Patients with SCA cases were prospectively identified in the population-based Oregon Sudden Unexpected Death Study (population ~1 million). The presence of MVP was identified from echocardiograms recorded prior but unrelated to the SCA event. The detailed clinical profile of patients with SCA and MVP was compared with that of SCA patients without MVP to identify potential differences.

RESULTS

A total of 729 SCA patients were evaluated over a 12-year period (mean age 69.5 ± 14.8 years; 64.6% men). MVP was observed in 17 (2.3%) prior to the SCA event (95% confidence interval 1.2%-3.4%). Mitral regurgitation was present in 14 SCA patients with MVP (82.3%) and was moderate or severe in 10 (58.8%). Compared with SCA patients without MVP, SCA patients with MVP were younger (mean age 60.9 ± 16.4 years vs 69.7 ± 14.7 years; P = .02), with fewer risk factors (diabetes 5.9% vs 46.4%; P = .001; hypertension 41.2% vs 78.9%; P = .001) or known coronary disease (29.4% vs 65.6%; P < .001).

CONCLUSION

MVP was observed in a small proportion (2.3%) of SCA patients in the general population, suggesting a low risk overall.
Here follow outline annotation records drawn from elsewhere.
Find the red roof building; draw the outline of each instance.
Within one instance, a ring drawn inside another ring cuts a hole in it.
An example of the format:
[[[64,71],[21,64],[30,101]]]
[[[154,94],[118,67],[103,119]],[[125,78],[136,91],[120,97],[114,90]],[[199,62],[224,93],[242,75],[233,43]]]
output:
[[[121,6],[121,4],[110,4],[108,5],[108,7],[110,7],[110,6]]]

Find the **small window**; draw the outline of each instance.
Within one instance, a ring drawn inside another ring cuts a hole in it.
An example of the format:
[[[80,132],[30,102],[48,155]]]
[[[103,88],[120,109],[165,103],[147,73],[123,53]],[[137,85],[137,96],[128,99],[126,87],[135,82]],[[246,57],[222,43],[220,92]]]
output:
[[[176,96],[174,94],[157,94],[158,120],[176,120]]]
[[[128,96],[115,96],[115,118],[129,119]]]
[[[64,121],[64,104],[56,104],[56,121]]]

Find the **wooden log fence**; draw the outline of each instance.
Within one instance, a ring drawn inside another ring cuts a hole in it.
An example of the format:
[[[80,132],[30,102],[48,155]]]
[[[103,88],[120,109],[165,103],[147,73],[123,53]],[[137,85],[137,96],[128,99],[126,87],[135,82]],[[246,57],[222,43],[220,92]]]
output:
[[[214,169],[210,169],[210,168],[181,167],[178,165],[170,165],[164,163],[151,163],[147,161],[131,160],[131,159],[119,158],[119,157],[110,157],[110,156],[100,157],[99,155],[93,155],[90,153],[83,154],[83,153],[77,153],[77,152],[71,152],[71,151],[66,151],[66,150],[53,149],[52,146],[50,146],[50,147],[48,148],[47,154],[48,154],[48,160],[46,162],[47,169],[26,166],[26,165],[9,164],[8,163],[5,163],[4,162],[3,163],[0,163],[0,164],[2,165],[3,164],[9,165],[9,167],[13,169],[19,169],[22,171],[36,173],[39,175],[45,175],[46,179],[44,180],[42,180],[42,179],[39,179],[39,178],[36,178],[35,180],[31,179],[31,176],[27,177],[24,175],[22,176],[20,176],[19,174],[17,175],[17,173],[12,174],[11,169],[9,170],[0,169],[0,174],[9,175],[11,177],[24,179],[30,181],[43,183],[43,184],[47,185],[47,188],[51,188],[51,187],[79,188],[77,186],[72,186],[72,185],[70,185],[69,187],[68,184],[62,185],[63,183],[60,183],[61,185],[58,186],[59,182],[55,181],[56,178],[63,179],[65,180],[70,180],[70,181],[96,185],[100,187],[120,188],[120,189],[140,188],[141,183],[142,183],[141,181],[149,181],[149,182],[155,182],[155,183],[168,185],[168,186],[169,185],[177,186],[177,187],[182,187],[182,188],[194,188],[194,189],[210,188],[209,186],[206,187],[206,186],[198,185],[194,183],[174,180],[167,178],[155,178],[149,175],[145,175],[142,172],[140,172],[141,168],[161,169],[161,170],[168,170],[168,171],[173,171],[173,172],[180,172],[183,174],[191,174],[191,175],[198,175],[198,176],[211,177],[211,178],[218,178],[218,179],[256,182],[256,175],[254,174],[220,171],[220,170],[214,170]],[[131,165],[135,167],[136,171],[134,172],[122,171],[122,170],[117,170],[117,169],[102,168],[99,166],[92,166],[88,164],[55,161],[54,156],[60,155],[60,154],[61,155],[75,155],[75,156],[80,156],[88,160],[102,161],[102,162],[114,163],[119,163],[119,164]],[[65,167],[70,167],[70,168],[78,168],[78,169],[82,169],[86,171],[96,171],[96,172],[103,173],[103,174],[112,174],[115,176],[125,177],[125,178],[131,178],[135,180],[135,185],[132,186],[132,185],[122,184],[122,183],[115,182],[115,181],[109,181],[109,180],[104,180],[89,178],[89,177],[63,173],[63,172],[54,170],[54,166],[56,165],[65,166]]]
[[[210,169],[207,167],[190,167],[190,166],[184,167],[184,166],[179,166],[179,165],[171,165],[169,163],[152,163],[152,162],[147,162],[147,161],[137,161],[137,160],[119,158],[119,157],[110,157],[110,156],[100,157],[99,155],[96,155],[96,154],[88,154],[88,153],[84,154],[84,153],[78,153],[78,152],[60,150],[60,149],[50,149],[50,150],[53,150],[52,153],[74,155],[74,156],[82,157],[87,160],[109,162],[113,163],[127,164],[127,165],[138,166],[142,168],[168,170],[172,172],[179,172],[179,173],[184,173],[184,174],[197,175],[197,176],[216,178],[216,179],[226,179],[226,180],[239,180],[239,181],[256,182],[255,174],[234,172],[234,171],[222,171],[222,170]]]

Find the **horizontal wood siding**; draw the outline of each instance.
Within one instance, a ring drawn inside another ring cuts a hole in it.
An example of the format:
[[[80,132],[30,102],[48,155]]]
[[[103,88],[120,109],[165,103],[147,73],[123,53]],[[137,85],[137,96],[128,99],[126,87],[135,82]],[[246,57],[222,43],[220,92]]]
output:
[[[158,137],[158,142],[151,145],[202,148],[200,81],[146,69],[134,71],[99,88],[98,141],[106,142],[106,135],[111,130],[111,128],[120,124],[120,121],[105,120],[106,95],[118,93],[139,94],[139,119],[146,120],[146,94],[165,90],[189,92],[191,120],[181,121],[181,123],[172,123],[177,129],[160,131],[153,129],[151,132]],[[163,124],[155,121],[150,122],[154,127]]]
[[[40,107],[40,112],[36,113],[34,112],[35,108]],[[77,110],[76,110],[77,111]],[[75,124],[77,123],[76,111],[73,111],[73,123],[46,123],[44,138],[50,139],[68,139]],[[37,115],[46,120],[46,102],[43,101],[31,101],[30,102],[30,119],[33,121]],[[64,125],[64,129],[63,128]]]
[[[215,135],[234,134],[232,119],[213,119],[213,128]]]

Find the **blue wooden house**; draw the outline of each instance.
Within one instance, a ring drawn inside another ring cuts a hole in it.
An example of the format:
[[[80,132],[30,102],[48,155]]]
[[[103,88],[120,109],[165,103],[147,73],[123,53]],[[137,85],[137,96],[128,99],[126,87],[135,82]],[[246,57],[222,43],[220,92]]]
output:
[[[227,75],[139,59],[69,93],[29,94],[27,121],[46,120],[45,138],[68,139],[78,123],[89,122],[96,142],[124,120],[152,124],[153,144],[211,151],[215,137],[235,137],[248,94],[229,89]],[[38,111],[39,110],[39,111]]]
Since SCA patients with MVP were characterized by younger age and relatively low cardiovascular comorbidity, a focus on imaging for valve structure/insufficiency as well as genetics could aid future risk stratification approaches.

摘要

背景

二尖瓣脱垂(MVP)在普通人群中相对常见,最近报告的患病率为1%,且有家族聚集性(弗雷明汉心脏研究)。然而,其与室性心律失常和心脏性猝死(SCA)的关联仍存在争议。

目的

本研究的目的是描述社区中发生SCA的MVP患者的频率和临床特征。

方法

在基于人群的俄勒冈州意外猝死研究(人口约100万)中前瞻性地确定SCA病例患者。通过记录在SCA事件之前但与之无关的超声心动图来确定是否存在MVP。将SCA合并MVP患者的详细临床特征与无MVP的SCA患者进行比较,以确定潜在差异。

结果

在12年期间共评估了729例SCA患者(平均年龄69.5±14.8岁;64.6%为男性)。在17例(2.3%)SCA事件之前观察到MVP(95%置信区间1.2%-3.4%)。14例合并MVP的SCA患者存在二尖瓣反流(82.3%),其中10例(58.8%)为中度或重度反流。与无MVP的SCA患者相比,合并MVP的SCA患者更年轻(平均年龄60.9±16.4岁对69.7±14.7岁;P = 0.02),危险因素更少(糖尿病5.9%对46.4%;P = 0.001;高血压41.2%对78.9%;P = 0.001)或已知冠心病(29.4%对65.6%;P < 0.001)。

结论

在普通人群中,一小部分(2.3%)SCA患者存在MVP,提示总体风险较低。由于合并MVP的SCA患者具有年龄较小和心血管合并症相对较少的特点,关注瓣膜结构/功能不全的影像学检查以及遗传学检查可能有助于未来的风险分层方法。